Comment: A lot of fun, this one, perfect for Halloween. Theodore Roscoe's expert authorial abilities are on display, as in this example of descriptive writing used to establish mood:
"Moonlight only exaggerated the blackness of underbrush and trees. Twisting like a snake, the foot trail wound through the dripping boscage; the rain had raised a dank vapor, and the soaked night steamed. Through the trees at the left we could see the river sliding by like a great tide of coffee. Coasting along the bank, it tore at bushes, slapped the roots of willows and made a sound like a vast gurgling in a cemetery."Typos: "he didn't give a hang about th' give a hang about"; quotation marks missing or misplaced several times
- It's been over a year since we last touched base with Theodore Roscoe; go (HERE) to see what he was doing last time.

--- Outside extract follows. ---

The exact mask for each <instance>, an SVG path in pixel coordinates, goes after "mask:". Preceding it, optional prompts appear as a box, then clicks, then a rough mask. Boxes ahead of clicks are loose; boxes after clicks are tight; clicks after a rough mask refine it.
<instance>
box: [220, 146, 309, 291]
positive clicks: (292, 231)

- Edith is engaged in researching other famous disappearances as well: Elizabeth Canning (HERE), Charlie Ross (HERE), and perhaps the most well-known disappearer of all, Ambrose Bierce (HERE).

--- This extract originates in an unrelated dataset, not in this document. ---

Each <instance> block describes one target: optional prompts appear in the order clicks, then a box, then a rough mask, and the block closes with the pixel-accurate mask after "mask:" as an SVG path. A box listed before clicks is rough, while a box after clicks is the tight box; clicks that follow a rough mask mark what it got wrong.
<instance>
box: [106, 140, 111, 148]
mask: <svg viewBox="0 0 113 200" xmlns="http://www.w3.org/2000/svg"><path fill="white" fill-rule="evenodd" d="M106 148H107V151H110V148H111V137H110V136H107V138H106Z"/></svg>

- There really was a Walton Dwight (1837-78) (see HERE), who has been compared to Donald Trump (HERE). According to the historical account—The 149th Pennsylvania Volunteer Infantry Unit in the Civil War (1994; HERE), which he commanded—Lieutenant-Colonel Walton Dwight . . .
". . . was elected mayor of the city of Binghamton, New York. Within three years he became the foremost developer of real estate in the area, creating housing developments with paved streets and sewers — modern conveniences for that day. Walton Dwight died under mysterious circumstances (possibly suicide) at the early age of 40."Another source (Famous Mysteries: Curious and Fantastic Riddles of Human Life That Have Never Been Solved, 1919; online HERE) goes into some detail about Dwight's controverted death, including the gelsemium:
"Although this mysterious drug was almost unknown to the physicians of Dwight's day, there were some who learned that its effect was to paralyze the motor nerves without the loss of consciousness and to thus produce temporar-ily an absolute simulation of death. Medico-legal authorities, considering the possibility of Juliet's suspended animation in the tomb where Romeo found her, have held that 'gelsemium' would have produced her deathlike trance [leading to the speculative theory that Dwight faked his death and funeral to collect on the insurance]." (HERE)The bottom line: "When avarice takes the lead in a state, it is commonly the forerunner of its fall."